Me cuesta explicarme cómo llegamos desde ese
punto hasta ahora. Las cosas se sucedieron de manera muy vertiginosa. En el
2010, cuando dejó de ser tema el asumirse cola en la universidad, y habiendo realizado
algunas reflexiones menos toscas que antes sobre lo mismo, comenzamos a
participar en actividades feministas (y algunas no tanto, cabe destacar) y en
una que otra marcha. Sin cachar mucho para dónde iba la micro, fuimos tanteando
el terreno y nos pegamos varios tropezones. Nos empezábamos a formar a tientas,
pero ya no había vuelta atrás. En el 2011 (¿y cómo íbamos a saber esto en el
2009, cuando conversamos al lado del cenicero, cuando nos juntamos en el San
Borja?) formamos junto a otres compañeres una organización feminista en nuestra
facultad, sin mucha más teoría que la que nos había entregado la práctica.

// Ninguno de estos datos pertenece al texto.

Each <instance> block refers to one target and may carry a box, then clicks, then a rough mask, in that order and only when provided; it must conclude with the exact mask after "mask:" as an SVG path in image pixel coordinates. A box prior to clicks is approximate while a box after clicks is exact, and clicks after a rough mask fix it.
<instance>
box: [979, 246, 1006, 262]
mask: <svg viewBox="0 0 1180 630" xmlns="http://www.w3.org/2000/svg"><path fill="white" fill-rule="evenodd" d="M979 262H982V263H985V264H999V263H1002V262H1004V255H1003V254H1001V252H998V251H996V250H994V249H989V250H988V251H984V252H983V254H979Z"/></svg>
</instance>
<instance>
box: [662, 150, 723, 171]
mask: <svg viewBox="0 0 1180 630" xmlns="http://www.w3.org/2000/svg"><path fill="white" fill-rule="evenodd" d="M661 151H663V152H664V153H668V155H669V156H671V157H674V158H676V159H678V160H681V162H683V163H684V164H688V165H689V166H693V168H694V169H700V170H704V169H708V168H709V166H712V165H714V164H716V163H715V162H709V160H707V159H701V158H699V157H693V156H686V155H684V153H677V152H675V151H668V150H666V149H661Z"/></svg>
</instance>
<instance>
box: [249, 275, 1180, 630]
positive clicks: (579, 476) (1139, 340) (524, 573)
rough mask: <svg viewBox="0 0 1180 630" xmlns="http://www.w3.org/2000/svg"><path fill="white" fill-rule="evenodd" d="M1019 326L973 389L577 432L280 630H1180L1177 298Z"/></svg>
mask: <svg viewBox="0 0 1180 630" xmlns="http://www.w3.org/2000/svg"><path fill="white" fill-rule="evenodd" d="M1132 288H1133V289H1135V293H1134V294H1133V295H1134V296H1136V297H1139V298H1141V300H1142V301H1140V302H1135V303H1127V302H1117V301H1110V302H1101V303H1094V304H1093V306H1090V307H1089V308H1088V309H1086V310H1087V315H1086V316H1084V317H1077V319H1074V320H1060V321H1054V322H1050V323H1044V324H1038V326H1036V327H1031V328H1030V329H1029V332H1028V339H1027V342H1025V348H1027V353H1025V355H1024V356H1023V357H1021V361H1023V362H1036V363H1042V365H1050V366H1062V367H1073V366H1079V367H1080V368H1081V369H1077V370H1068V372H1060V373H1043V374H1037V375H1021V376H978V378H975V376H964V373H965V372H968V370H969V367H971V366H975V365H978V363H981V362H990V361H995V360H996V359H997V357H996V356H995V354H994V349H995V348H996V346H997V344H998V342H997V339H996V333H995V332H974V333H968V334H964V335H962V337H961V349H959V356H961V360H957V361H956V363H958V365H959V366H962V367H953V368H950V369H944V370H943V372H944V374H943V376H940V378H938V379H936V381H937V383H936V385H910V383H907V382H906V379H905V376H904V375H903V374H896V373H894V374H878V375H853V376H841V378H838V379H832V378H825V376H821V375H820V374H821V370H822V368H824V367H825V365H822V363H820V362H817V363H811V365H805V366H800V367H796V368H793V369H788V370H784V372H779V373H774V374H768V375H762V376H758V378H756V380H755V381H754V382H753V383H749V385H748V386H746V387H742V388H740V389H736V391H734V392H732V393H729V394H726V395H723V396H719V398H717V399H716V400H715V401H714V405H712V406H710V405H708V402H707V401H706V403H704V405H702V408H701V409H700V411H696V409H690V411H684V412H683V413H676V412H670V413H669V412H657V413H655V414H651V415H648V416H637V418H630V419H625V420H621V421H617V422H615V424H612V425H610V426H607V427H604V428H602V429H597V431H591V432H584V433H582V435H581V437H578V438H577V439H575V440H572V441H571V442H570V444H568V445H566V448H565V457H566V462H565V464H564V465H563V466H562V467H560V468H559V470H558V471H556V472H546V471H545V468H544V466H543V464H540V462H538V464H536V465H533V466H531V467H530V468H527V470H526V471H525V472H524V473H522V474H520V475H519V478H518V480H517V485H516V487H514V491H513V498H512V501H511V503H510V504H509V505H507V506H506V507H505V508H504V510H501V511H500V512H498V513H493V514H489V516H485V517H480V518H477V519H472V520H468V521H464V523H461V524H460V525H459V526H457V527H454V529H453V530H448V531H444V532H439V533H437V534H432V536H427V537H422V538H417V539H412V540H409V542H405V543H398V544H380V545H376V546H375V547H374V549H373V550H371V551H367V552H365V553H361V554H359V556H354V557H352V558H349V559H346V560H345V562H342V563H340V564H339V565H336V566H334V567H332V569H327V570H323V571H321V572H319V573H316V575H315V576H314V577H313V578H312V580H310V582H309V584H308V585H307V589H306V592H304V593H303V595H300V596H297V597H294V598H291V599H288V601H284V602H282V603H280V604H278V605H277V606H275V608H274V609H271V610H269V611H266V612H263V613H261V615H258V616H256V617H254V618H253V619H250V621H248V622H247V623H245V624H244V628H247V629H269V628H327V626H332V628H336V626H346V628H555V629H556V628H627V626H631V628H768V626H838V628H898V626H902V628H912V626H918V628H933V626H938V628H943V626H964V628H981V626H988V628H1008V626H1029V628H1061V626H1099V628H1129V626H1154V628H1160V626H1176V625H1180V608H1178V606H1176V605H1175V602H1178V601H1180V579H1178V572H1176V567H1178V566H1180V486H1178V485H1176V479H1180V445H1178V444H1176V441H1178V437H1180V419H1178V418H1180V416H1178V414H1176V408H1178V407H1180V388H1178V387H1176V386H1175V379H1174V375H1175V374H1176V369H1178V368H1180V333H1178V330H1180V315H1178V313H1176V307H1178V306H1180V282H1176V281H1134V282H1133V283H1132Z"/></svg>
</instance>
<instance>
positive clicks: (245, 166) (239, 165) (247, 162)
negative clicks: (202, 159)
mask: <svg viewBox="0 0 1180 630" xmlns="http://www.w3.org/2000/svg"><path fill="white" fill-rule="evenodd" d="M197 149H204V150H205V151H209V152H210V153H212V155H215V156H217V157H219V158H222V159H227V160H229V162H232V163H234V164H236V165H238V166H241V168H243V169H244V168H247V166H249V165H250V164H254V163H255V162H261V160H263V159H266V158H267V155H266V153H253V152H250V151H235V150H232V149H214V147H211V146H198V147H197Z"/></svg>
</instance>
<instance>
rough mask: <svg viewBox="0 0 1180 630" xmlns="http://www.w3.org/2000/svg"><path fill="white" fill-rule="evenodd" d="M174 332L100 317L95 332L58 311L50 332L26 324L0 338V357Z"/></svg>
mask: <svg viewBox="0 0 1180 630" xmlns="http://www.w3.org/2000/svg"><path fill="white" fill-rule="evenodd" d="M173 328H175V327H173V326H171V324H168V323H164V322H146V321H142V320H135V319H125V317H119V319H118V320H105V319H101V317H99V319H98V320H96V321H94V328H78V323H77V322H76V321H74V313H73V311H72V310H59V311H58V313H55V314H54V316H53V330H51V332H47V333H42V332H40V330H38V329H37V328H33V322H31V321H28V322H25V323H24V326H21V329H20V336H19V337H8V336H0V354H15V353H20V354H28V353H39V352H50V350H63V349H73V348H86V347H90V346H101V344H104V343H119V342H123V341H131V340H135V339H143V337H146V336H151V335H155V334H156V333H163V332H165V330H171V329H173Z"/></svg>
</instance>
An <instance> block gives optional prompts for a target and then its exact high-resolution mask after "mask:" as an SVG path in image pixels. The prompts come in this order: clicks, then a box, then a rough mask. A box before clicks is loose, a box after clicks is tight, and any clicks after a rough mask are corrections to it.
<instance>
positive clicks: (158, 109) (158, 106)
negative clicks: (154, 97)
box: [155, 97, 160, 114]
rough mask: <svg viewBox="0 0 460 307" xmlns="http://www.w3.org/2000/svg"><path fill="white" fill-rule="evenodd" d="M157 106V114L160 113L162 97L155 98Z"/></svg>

Paralelamente, comenzamos a participar activamente en la política de la
facultad, cosa que hasta entonces no habíamos hecho sino de manera esporádica.
Lo demás llegó solo y sin avisar: las extensas movilizaciones estudiantiles, los
talleres en colegios, las experiencias con otras organizaciones, la renuncia
del Luis a su carrera (que importó pero no tanto porque ya no había vuelta
atrás), un 2012 complicado (aunque ya no había vuelta atrás) y un 2013 en el
que, estando en momentos muy disímiles de nuestras vidas, nos reencontramos en
la militancia como compañeros en una incipiente organización.
Han cambiado varias cosas desde el lejano 2009.
El pasto que nos cobijó por primera vez está cruzado desde hace unos dos años por
construcciones del Proyecto Bicentenario, y Calama dejó de existir. No sé qué
será del San Borja, pero supongo que los fanáticos de Harry Potter ya no se
juntan a hacer magia ahí, y desconozco si los zorrones de la FEN siguen
trotando por el parque. Para bien o para mal, ninguno de nosotros dos continúa
estudiando en Filosofía. Para bien o para mal, ninguno de los dos nos parecemos
a lo que fuimos en el 2009. Para bien o para mal, seguimos siendo amigos. Pero
además somos compañeros, feministas, soñadores, antiimperialistas, libertarios.
Y sin embargo, yo nunca me voy a olvidar (más bien, nunca me quiero olvidar) de
esos dos cabros chicos que se encontraban esporádicamente en los pasillos de
Filosofía, que no teniendo idea de nada y a partir únicamente del tacto
llegaron hasta acá, donde ya no hay vuelta atrás y donde sólo queda seguir
cambiando y seguir luchando. “Al fin y al cabo”, dice el viejo Galeano, “somos
lo que hacemos para cambiar lo que somos”.